When I think of Mitt Romney, a robot comes to mind. A robot can be programmed to do whatever you ask, though the threat of malfunction is always a possibility. Mitt Romney was programmed initially to have significant moderate stances on issues such as healthcare, abortion, and many others while serving as Governor of Massachusetts. The citizens of Massachusetts were his initial owners, and programmed him this way. A moderate Republican is the only acceptable Republican in a state like Massachusetts. It worked then, because someone of no convictions or stances at all suited the liberal state of Massachusetts.
Mitt Romney has a new owner now, better known as the Teaparty. Ever since their huge victory in the 2012 middterm elections, the tilt of the GOP has taken a rightward turn. I’ll give them credit where it is due, regarding picking up 63 House seats. That was the largest seat change since 1948. The Teaparty has now programmed Romney to be a “strong Conservative with convictions” all of a sudden. This only fools people who have not studied his record, though.

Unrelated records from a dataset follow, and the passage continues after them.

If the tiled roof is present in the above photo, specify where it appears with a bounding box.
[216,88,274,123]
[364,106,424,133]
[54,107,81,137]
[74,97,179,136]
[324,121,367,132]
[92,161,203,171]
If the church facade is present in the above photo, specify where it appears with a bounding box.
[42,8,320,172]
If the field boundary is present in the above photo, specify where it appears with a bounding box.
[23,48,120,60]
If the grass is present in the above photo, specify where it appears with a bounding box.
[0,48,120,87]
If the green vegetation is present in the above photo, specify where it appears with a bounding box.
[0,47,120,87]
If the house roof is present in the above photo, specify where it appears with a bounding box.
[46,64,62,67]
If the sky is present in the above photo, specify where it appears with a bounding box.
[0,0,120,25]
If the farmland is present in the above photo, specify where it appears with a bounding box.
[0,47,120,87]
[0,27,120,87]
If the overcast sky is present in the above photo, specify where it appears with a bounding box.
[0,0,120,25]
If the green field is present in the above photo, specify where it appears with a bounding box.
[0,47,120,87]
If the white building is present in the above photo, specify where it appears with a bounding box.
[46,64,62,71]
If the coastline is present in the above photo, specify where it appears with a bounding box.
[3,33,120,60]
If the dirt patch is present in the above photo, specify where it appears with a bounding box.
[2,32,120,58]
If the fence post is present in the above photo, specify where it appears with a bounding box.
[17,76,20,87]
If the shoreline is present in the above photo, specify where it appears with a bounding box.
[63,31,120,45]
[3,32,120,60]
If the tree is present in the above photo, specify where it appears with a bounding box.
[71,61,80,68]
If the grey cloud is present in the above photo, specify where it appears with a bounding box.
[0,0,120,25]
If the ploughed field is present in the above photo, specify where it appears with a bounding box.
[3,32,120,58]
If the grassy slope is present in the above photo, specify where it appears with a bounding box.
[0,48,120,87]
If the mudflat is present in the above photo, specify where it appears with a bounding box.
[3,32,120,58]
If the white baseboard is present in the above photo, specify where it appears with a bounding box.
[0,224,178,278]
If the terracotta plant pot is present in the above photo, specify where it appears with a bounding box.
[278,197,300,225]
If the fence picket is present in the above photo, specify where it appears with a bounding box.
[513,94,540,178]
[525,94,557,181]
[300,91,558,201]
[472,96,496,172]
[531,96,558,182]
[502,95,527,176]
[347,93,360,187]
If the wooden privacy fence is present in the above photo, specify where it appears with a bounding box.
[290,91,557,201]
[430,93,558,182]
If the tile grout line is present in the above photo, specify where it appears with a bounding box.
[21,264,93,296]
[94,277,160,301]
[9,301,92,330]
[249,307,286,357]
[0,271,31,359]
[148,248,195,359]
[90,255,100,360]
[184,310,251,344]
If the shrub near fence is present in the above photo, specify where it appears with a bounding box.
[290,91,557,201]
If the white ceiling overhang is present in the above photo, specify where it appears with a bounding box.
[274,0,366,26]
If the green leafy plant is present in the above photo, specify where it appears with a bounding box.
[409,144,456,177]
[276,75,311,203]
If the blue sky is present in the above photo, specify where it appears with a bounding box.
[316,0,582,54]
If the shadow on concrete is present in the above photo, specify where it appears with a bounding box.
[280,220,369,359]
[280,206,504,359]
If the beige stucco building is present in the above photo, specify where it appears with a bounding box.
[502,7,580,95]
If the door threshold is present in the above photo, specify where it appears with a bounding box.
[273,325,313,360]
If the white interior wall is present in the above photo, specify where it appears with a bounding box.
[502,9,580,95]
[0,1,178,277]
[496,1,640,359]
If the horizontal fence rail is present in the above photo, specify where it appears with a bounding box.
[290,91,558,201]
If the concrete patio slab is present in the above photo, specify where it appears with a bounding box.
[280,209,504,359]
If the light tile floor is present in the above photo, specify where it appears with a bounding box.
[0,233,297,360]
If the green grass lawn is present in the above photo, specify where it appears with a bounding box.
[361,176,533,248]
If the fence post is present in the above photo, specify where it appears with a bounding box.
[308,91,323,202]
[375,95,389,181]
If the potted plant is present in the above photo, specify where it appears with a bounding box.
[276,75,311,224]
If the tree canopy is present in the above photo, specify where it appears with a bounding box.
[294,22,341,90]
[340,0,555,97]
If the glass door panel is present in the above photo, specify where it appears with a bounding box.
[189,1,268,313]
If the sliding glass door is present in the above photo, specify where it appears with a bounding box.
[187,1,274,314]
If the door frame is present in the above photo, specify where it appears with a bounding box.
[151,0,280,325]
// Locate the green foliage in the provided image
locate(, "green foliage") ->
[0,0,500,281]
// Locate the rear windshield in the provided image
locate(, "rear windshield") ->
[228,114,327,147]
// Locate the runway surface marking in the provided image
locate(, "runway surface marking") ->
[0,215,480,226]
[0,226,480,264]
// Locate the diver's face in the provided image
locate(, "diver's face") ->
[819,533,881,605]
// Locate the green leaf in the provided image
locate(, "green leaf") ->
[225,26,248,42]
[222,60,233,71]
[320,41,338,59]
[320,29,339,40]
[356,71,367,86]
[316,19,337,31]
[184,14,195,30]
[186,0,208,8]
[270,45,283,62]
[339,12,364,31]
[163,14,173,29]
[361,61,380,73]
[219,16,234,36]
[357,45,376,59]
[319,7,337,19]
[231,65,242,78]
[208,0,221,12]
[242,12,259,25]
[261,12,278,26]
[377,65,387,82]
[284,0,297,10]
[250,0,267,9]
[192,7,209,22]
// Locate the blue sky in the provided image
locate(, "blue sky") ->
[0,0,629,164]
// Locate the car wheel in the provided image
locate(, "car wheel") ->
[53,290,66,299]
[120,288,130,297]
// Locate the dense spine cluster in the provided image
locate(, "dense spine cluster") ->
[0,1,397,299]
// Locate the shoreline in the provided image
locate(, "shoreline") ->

In 1994, he supported Roe v.Wade, but now suddenly is a pro-life Republican. He supported national healthcare in 2008, and created a healthcare plan while Governor of Massachusetts that is very similar to the Affordable Care Act. Now he is adamantly against President Obama’s healthcare plan, along with the mandates in it(even though mandates existed in the plan he passed). Romney is a robot though, and is only acting in a manner that his current owners approve of.
Don’t forget though, that the threat of a malfunction is always a possibility with a robot. I predict that once Romney gets the nomination, he will run with the quickness back to the middle. A Romney Administration would act in the same manner as was the custom when he ran the state of Massachusetts. When he came to office in Massachusetts Democrats controlled 85% of the seats in the state legislature. Only a very moderate Republican can operate successfully in that environment, and Romney was one of them. I’m sorry to break it to the Teaparty, but moderation and Mitt Romney go hand in hand. Always have been, and always will be. This robot is sure to malfunction….just watch.